Supporters of Pennsylvania's controversial new voter ID law - which is at this minute the subject of a court battle - say it's about curbing in-person voter fraud.
So why is it that GOP leaders keep suggesting there's a political motive behind it?
Who can forget GOP House leader Mike Turzai's infamous comments at a party dinner last summer when he boasted that the new voter ID would "allow Mitt Romney to win Pennsylvania."
That created a national firestorm, as Democrats and liberal talk show hosts pounced on the notion that Turzai had revealed the dark truth about voter ID; that it would prevent Democrats from voting.
Now PA GOP party chairman Rob Gleason has set off a new round of criticism by crediting voter ID with helping narrow Obama's margin of victory last fall.
In an interview broadcast on PCN-TV, Gleason was asked whether he thought the attention drawn to Voter ID affected last year’s elections.
He replied."Yeah, I think a little bit. We probably had a better election. Think about this, we cut Obama by 5%, which was big. A lot of people lost sight of that. He won, he beat McCain by 10%, he only beat Romney by 5%. I think that probably Voter ID had helped a bit in that."
That didn't escape the notice of MSNBC host Rachel Maddow who took Gleason and fellow Republicans to task on her show earlier this week.
GOP party spokeswoman Valerie Caras in an email today said there remains a legitimate concern about voter fraud and blamed the Democrats for creating "hysteria" that may have kept their voters at home.

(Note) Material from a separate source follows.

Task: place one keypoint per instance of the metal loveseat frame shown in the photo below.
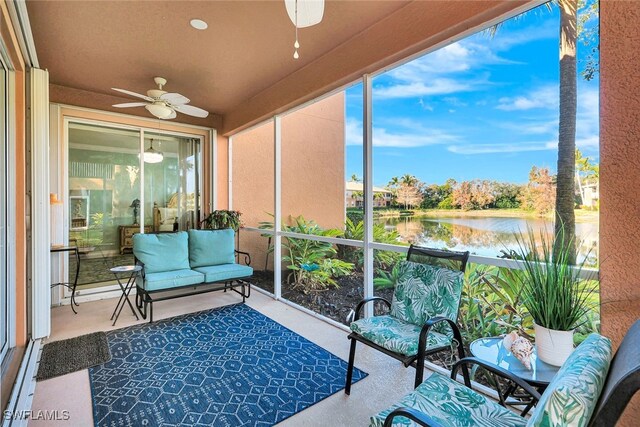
(145, 298)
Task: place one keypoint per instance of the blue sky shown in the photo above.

"We heard from many Republican, Democrat and Independent voters who were upset that their votes could have been cancelled out by voter fraud for years – fraud that we know is real," she said. "Contrary to the distortions Democrats have been and are continuing to push, the simple fact is that Photo ID laws were not in effect in the 2012 election, but the debate in the state legislature, the news coverage and public information campaign could have an impact on the voter in the same way as other issues do."